F(x) = 403cos(12.9) + 403cos(12.9)
F(y) = 403sin(12.9) - 403sin(12.9)
F(x) = 806cos(12.9) = 761.56 N
F(y) = 0 N
Thus, the overall force vector would be 761.56 N at 0 degrees.
F(x) = 403cos(12.9) + 403cos(12.9)
F(y) = 403sin(12.9) - 403sin(12.9)
F(x) = 806cos(12.9) = 761.56 N
F(y) = 0 N
Thus, the overall force vector would be 761.56 N at 0 degrees.
or 7.6156kN
To find the sum of the two forces exerted by the horses on the barge, we first need to resolve the forces into their horizontal and vertical components.

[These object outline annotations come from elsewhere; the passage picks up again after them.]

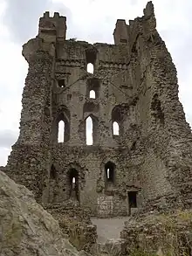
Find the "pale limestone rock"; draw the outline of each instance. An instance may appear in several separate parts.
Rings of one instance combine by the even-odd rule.
[[[0,171],[0,255],[78,256],[32,193]],[[84,255],[81,252],[80,255]]]

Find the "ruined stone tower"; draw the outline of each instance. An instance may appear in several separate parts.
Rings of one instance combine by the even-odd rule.
[[[65,32],[65,17],[45,12],[24,45],[29,72],[8,175],[43,204],[71,202],[99,217],[189,207],[191,131],[152,3],[129,24],[117,21],[114,45],[66,39]]]

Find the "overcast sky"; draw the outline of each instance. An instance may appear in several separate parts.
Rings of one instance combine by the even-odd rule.
[[[21,96],[27,73],[22,45],[38,32],[45,10],[67,17],[67,38],[113,43],[117,18],[128,23],[142,10],[147,0],[0,0],[0,165],[6,164],[10,146],[18,136]],[[184,2],[184,3],[183,3]],[[154,0],[157,29],[178,71],[180,100],[192,124],[191,0]]]

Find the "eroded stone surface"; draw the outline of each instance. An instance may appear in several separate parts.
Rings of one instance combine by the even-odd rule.
[[[1,256],[78,256],[31,191],[0,171]]]

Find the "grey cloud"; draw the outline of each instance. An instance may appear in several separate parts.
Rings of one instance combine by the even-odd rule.
[[[15,143],[17,133],[12,130],[0,130],[0,148],[7,148]]]
[[[38,19],[45,10],[65,12],[69,10],[63,4],[53,4],[51,0],[7,0],[3,24],[8,27],[12,40],[25,43],[38,32]]]

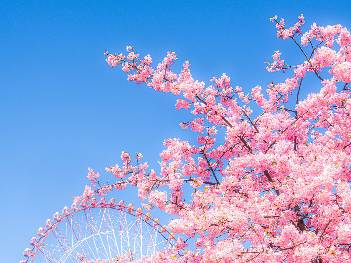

First, let's calculate the horizontal component of each force:
Horizontal component = Force * cos(angle)
H1 = 403 N * cos(12.9°)
H2 = 403 N * cos(12.9°)
Next, let's calculate the vertical component of each force:
Vertical component = Force * sin(angle)
V1 = 403 N * sin(12.9°)
V2 = 403 N * sin(12.9°)
Now, we can find the sum of the horizontal and vertical components for each force:
Sum of horizontal components = H1 + H2
Sum of vertical components = V1 + V2
Finally, we can find the resultant force by using the Pythagorean theorem:
Resultant force = sqrt((Sum of horizontal components)^2 + (Sum of vertical components)^2)
Substituting the values:
Resultant force = sqrt((H1 + H2)^2 + (V1 + V2)^2)
Now, let's calculate the value of the sum of the two forces exerted by the horses on the barge.
To find the sum of the two forces exerted by the horses on the barge, we need to break down each force into its horizontal and vertical components.
Let's assume the centerline of the canal is the x-axis, and the horses exert a force at an angle of 12.9° with the centerline. The force exerted by each horse can be resolved into horizontal and vertical components using trigonometric functions.
1. Calculate the horizontal component of each force:
- Force1 = 403 N * cos(12.9°)
- Force2 = 403 N * cos(12.9°)
2. Calculate the vertical component of each force:
- Force1 = 403 N * sin(12.9°)
- Force2 = 403 N * sin(12.9°)
3. Add the horizontal components together to find the total horizontal force on the barge:
- Total horizontal force = Force1 (horizontal) + Force2 (horizontal)
4. Add the vertical components together to find the total vertical force on the barge:
- Total vertical force = Force1 (vertical) + Force2 (vertical)
5. Use the total horizontal and vertical forces to calculate the magnitude of the resultant force exerted by the horses on the barge:
- Magnitude of resultant force = sqrt((Total horizontal force)^2 + (Total vertical force)^2)
6. Finally, the sum of the two forces exerted by the horses on the barge is the magnitude of the resultant force.
You can evaluate the above calculations using a scientific calculator or any programming language that supports trigonometric functions to find the sum of the two forces exerted by the horses on the barge.